All these older target airguns are on the heavy side. When I compare them to my P44, the P44 comes out far ahead. But for informal target practice, the model 6 is light enough for most shooters. It’s not muzzle heavy — just a little heavy overall. It weighs 3 lbs. 3.4 oz. which is 1.457 kilograms.


The pistol is large, at 15-7-8-inches (403.225mm) overall and 6-1/2 (165.1mm) inches high. The barrel is 7-1/4-inches (184.15mm) long.


According to the Blue Book of Airguns, the model 6 should shoot a lead pellet around 420 f.p.s. My model 10 was doing 450+ and my model 5 shoots 8.2-grain target pellets at 406 f.p.s. This one should be in that neighborhood if it’s in okay condition. We shall see.

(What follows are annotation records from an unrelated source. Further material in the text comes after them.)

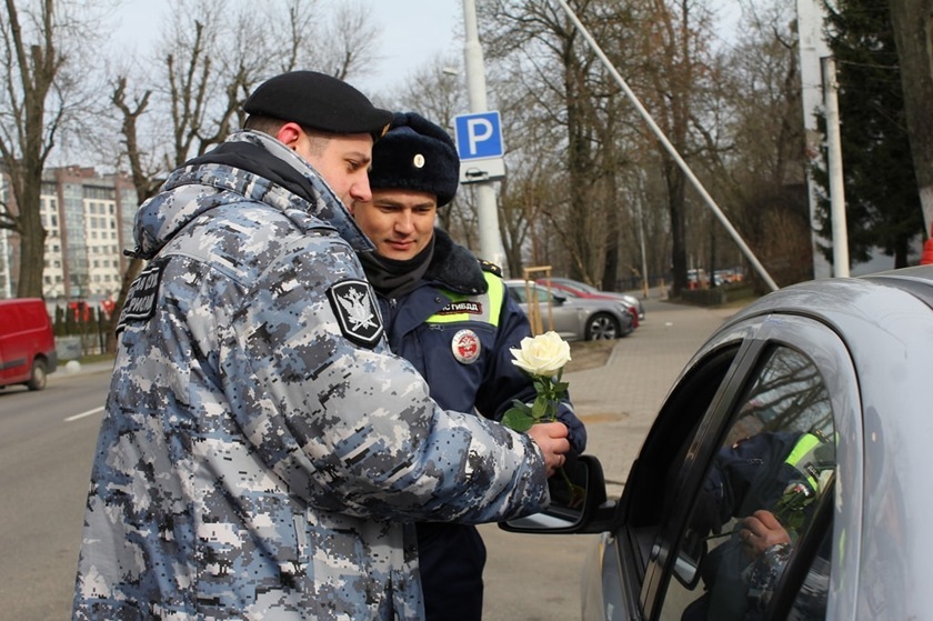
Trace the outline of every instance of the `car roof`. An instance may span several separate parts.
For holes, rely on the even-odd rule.
[[[863,472],[857,518],[863,523],[861,575],[867,584],[890,584],[883,574],[892,569],[886,561],[901,554],[897,581],[912,600],[912,610],[933,603],[933,593],[923,587],[933,541],[917,534],[925,533],[922,517],[933,511],[933,485],[927,479],[933,439],[931,302],[933,266],[794,284],[728,319],[698,352],[698,357],[708,354],[718,339],[722,342],[729,334],[751,333],[749,327],[756,322],[789,322],[787,315],[805,317],[835,331],[859,382],[860,407],[836,412],[836,423],[849,438],[861,439],[856,450],[862,459],[850,462],[861,464]],[[780,337],[781,331],[771,333]],[[895,541],[893,532],[907,539]]]

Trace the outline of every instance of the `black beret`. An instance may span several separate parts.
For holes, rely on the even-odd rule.
[[[392,119],[342,80],[317,71],[290,71],[261,83],[243,103],[250,114],[292,121],[328,133],[379,137]]]
[[[460,158],[450,134],[415,112],[398,112],[372,148],[370,188],[415,190],[453,200],[460,182]]]

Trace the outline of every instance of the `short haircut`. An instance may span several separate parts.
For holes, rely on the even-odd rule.
[[[260,114],[250,114],[249,117],[247,117],[247,120],[243,123],[243,129],[261,131],[263,133],[268,133],[269,136],[274,137],[277,133],[279,133],[281,127],[288,122],[290,121],[283,121],[282,119],[274,119],[272,117],[263,117]],[[305,133],[305,136],[308,136],[311,154],[320,156],[321,153],[323,153],[324,149],[328,146],[328,142],[330,142],[330,139],[333,137],[333,134],[311,129],[300,123],[299,127],[301,127],[301,130]]]

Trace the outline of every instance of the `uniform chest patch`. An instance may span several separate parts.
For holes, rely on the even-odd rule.
[[[483,306],[479,302],[451,302],[441,310],[438,314],[483,314]]]
[[[382,320],[375,311],[375,299],[362,280],[344,280],[328,289],[328,299],[349,340],[372,349],[382,338]]]
[[[461,364],[472,364],[480,358],[482,343],[480,338],[472,330],[460,330],[450,342],[453,357]]]
[[[156,314],[156,301],[159,299],[163,267],[161,262],[150,263],[130,284],[127,301],[123,303],[120,321],[117,324],[118,332],[130,321],[148,321]]]

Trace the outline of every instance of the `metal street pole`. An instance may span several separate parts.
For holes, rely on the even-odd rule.
[[[745,243],[745,240],[742,239],[742,237],[739,234],[739,231],[735,230],[735,227],[732,226],[732,222],[730,222],[725,214],[722,212],[719,204],[716,204],[716,201],[713,200],[713,198],[710,196],[710,193],[706,191],[706,189],[703,187],[700,180],[696,179],[696,176],[693,174],[693,171],[683,160],[681,154],[678,153],[678,150],[674,148],[673,144],[671,144],[671,141],[668,140],[668,137],[664,136],[663,130],[660,127],[658,127],[658,123],[651,117],[651,113],[649,113],[649,111],[644,108],[644,106],[632,91],[632,89],[629,88],[629,84],[625,82],[625,80],[609,60],[609,57],[605,56],[605,52],[603,52],[600,44],[596,43],[596,40],[593,39],[593,36],[590,33],[586,27],[583,26],[583,22],[581,22],[580,19],[576,17],[576,13],[573,12],[573,9],[570,8],[570,4],[568,4],[565,0],[556,0],[556,2],[561,6],[566,16],[570,18],[570,21],[573,22],[573,26],[576,28],[576,30],[583,36],[583,39],[586,40],[586,43],[589,43],[590,49],[592,49],[596,57],[599,57],[600,61],[602,61],[603,67],[605,67],[606,71],[609,71],[615,79],[615,82],[625,93],[625,97],[629,98],[629,101],[632,103],[632,106],[635,107],[635,110],[639,112],[642,120],[645,123],[648,123],[648,127],[649,129],[651,129],[652,133],[654,133],[654,137],[658,139],[661,146],[664,147],[664,150],[668,151],[668,154],[671,157],[671,159],[673,159],[674,162],[683,171],[684,176],[686,177],[686,180],[690,181],[690,183],[700,194],[700,198],[702,198],[703,202],[706,203],[706,207],[709,207],[713,211],[713,214],[719,219],[720,223],[732,237],[732,240],[735,242],[735,244],[739,247],[739,249],[742,251],[742,253],[759,273],[759,276],[761,276],[762,280],[764,280],[765,284],[768,284],[768,287],[770,287],[772,291],[776,291],[779,287],[774,282],[774,279],[771,278],[771,274],[769,274],[768,270],[764,269],[764,266],[761,264],[761,261],[759,261],[758,257],[755,257],[755,254]]]
[[[466,64],[466,92],[470,96],[470,112],[486,112],[485,68],[483,67],[483,49],[480,46],[480,34],[476,29],[476,3],[474,0],[463,0],[463,21],[466,40],[463,44]],[[480,254],[482,259],[508,271],[505,250],[499,232],[499,210],[495,206],[495,189],[492,181],[478,181],[476,216],[480,224]],[[508,276],[508,274],[506,274]]]
[[[826,162],[830,178],[830,211],[833,219],[833,276],[849,277],[849,231],[845,220],[845,187],[842,177],[842,138],[839,131],[839,82],[835,59],[820,59],[826,108]]]

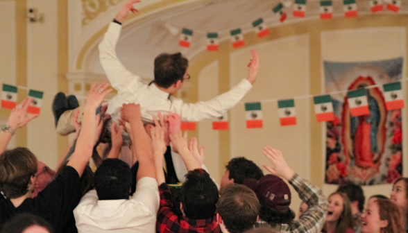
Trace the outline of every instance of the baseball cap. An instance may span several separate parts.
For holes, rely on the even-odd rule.
[[[280,177],[269,174],[260,180],[246,179],[244,181],[244,185],[255,193],[262,204],[274,209],[289,209],[291,200],[291,191]]]

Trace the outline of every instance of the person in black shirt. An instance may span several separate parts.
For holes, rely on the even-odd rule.
[[[48,221],[56,232],[65,232],[67,222],[82,196],[80,177],[92,157],[96,118],[99,116],[95,117],[95,112],[105,95],[111,91],[105,90],[108,86],[107,83],[92,84],[75,151],[61,175],[36,198],[31,198],[37,172],[35,155],[24,148],[7,150],[0,155],[0,187],[8,198],[0,200],[0,227],[17,214],[31,213]],[[11,127],[21,127],[22,122],[28,119],[26,112],[31,102],[27,98],[12,111],[8,121]],[[4,133],[9,132],[1,132]],[[1,140],[0,144],[3,144]],[[3,147],[0,145],[0,149]]]

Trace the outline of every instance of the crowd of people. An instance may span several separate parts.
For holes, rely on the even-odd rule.
[[[205,102],[185,103],[171,96],[188,75],[180,53],[155,60],[154,83],[127,71],[114,47],[133,3],[125,3],[99,45],[101,62],[118,94],[94,83],[84,106],[58,94],[56,131],[75,133],[55,171],[26,148],[7,150],[15,130],[37,117],[30,98],[11,111],[0,132],[0,232],[408,232],[408,178],[395,181],[390,198],[370,197],[361,187],[339,187],[326,198],[300,177],[282,153],[264,148],[269,174],[245,157],[226,166],[221,185],[204,165],[197,139],[182,121],[221,116],[252,87],[259,68],[252,52],[248,76]],[[96,168],[90,166],[92,161]],[[296,218],[289,183],[303,202]]]

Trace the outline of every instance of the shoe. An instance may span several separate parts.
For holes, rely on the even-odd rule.
[[[79,107],[79,103],[76,97],[74,95],[68,96],[67,97],[67,102],[68,102],[68,107],[70,110],[73,110]]]
[[[58,92],[54,97],[52,105],[53,114],[54,115],[54,119],[56,123],[56,127],[58,124],[58,120],[60,117],[65,111],[69,110],[68,102],[67,101],[67,97],[62,92]]]

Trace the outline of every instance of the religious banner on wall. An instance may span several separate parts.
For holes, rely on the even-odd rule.
[[[334,113],[326,125],[325,182],[392,183],[402,173],[402,112],[387,110],[383,85],[400,80],[402,58],[323,63]],[[352,114],[367,104],[367,112]]]

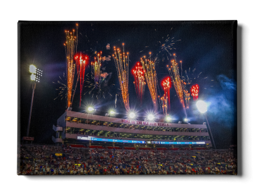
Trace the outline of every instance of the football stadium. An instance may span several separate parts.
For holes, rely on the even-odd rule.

I remember my model 10 pistol being hard to cock. It was also more powerful. This model 6 isn’t as hard, but you do notice the effort. This is something you would face when shooting a 60-shot 10-meter match. I will measure the effort when I do the velocity test.


The trigger is another area where the model 6 isn’t up to current standards. It’s mushy! When I received the gun the trigger was set as light as it could be and probably broke at less than a pound. I can’t have that, so I turned the single adjustment in several turns and finally got a two-stage feel. But stage 2 is still too light and not crisp at all. I remember the same thing from my model 72 rifle trigger that had more adjustability.

Hy Score 816 trigger adjustment
The trigger has one adjustment screw.

The real world

Let me get frank. Diana model 5 pistols are common and don’t command much money. A really good one might fetch $100-125 at an airgun show. Maybe it will bring a little more in the box. No big deal. The model 6, in comparison, is not that common and is much more desirable. If a model 10 in the original case is worth $450-500, then a nice model 6 should sell for $300-350. The 6M version would be almost as much as the model 10. I have never seen a 6GS so I can’t say what it might fetch. Subtract $50-75 for guns that need new seals, which will be most of them. It will cost at least that much to get them sealed, but that’s how it goes.

That being said, I’m not sure I will ever want to let go of this pistol. I keep an obsolete IZH 46 around for no special reason, and I might hang onto this one, as well. It’s the kind of thing that doesn’t take up much room and can always be pressed into service for something. So, RidgeRunner, you might have to keep looking. Sorry!